Normally, packets are transmitted more than once a millisecond (up to 8 or ten 
per millisecond), but occasionally there are periods of ~150ms where no data is 
transmitted.  The receive window has not closed, and there is not indication of 
dropped packets or retransmission in the log file.


  [TT] It could be that the transmit window (assuming TCP) is full.  It could 
also be something to do with the multitude of #defines that tune the 
performance/space in opt.h.  Some sniffer logs may shed some light on the 
issue.  What window size does the remote end advertise?

  The remote end advertises a 64k window size.  I wasn't clear on a lot of the 
#defines - I've attached my option header file, could you comment?
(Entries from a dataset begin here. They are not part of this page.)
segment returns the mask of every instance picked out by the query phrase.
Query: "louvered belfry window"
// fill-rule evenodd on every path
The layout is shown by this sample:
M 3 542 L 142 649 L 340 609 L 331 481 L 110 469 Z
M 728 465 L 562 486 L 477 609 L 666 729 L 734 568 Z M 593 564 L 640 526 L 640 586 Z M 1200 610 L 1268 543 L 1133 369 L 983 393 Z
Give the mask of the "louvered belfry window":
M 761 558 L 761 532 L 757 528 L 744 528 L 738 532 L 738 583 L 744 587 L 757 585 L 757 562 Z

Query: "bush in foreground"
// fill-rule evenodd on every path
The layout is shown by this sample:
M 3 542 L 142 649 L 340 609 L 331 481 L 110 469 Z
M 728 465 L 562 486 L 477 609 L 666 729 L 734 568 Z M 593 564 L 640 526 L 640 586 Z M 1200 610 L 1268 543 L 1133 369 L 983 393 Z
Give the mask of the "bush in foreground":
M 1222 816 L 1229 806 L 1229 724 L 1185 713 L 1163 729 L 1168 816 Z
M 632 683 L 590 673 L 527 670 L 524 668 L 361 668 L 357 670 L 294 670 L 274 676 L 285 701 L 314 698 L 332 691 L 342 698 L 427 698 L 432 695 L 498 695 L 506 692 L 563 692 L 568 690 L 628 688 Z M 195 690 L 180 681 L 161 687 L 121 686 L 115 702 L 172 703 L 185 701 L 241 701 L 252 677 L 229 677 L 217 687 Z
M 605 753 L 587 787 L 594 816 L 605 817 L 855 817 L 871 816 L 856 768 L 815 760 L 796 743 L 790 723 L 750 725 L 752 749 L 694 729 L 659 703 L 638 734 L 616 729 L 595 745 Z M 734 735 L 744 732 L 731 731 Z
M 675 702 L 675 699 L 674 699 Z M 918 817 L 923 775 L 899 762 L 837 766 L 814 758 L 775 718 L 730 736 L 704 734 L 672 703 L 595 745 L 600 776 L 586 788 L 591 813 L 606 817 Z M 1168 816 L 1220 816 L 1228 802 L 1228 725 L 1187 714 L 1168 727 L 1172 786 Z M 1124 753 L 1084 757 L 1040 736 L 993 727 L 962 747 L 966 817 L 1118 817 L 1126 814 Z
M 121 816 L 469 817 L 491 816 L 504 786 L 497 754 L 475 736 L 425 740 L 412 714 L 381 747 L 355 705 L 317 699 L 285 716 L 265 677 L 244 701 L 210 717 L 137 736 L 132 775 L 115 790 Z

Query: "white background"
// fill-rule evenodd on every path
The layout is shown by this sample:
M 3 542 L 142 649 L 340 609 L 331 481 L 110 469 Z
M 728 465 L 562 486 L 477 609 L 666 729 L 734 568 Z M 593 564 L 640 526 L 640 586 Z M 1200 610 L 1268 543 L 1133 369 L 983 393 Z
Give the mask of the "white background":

Is there 
somewhere I have limited my transmit window to just a few segments?

  4) Still without DHCP, I observe ~2s stalls.  These appear to be caused by >1 
dropped packet, which results in the first dropped packet being resent by fast 
retransmission, and all other packets being resent by the retransmission timers.

  [TT] This sounds like half-duplex Ethernet operation to me.  Make sure you 
don't have any half-duplex hubs floating around on your network.  These will 
cause random wait times on the order you mentioned.

  I confirmed that the 3 devices comprising my LAN (embedded device, hp switch, 
and ibm laptop) are all at least 10/100 auto negotiate half/full duplex, and 
the ibm laptop is a 1Gb device.  Other than forcing the devices to 100Mb Full 
duplex, is there a way to confirm that nobody is operating at half duplex?  Can 
you clarify why a half-duplex hub would cause random waits?


  Can anyone confirm that any or all of these behaviors is unexpected in a LAN 
environment (RTT normally <1ms)?  Although I'm new to this, it seems surprising 
that my little LAN with <15' CAT5 cable segments is so likely to have corrupted 
or lost packets.  

  [TT] An old hub or faulty connector can cause all sorts of issues.  I'd 
revert back to as simple a network as possible, and proceed from there, adding 
segments until some bad behavior is exhibited.

  I can try this with just a crossover cable, but there's not much room to go 
simpler.  For the DHCP problems, can you recommend a simple way to add a DHCP 
server without connecting into my full office network?


  Can anyone give me some guidance on what to expect regarding lost packets?  

  [TT] An analysis I did some time back for an avionics platform concluded that 
I could expect that the phy, at a minimum, would cause one lost/corrupt packet 
per 24 hour period on a 3 in. long peer to peer link.  It seems to me that a 
dozen a day on a small network would not be unusual.

  A dozen a day doesn't sound unreasonable.  I'm currently able to generate 
what I assume are lost/corrupt packets within a 20 or 30 second log file.


  Are the recovery processes I've observed correct behavior?  Should only a 
single packet be resent usign fast retransmission?  Is there anything inherent 
in the stack that could cause brief pauses in the data stream?  Why does using 
DHCP apparently make it so difficult to establish and maintain a 
high-throughput connection, particularly since there doesn't seem to be any 
other traffic on the LAN?


  Apologies for the multiple questions, but I needed to start somewhere, and 
I've already reached the limit of what the Analog Devices' support engineers 
can help with.  I can provide the log files from Wireshark if that would be 
helpful, but some are very large (tens of megabytes).  I'd also be interested 
if anyone can suggest other resources to further my understanding of networking 
and TCP/IP issues.

  [TT] You'd start by locating the portions of the capture logs that show 
aberrant behavior. 

  I'll follow up with those logfiles shortly.  Is there an easier way to cut 
them down to size than using the editcap command-line utility?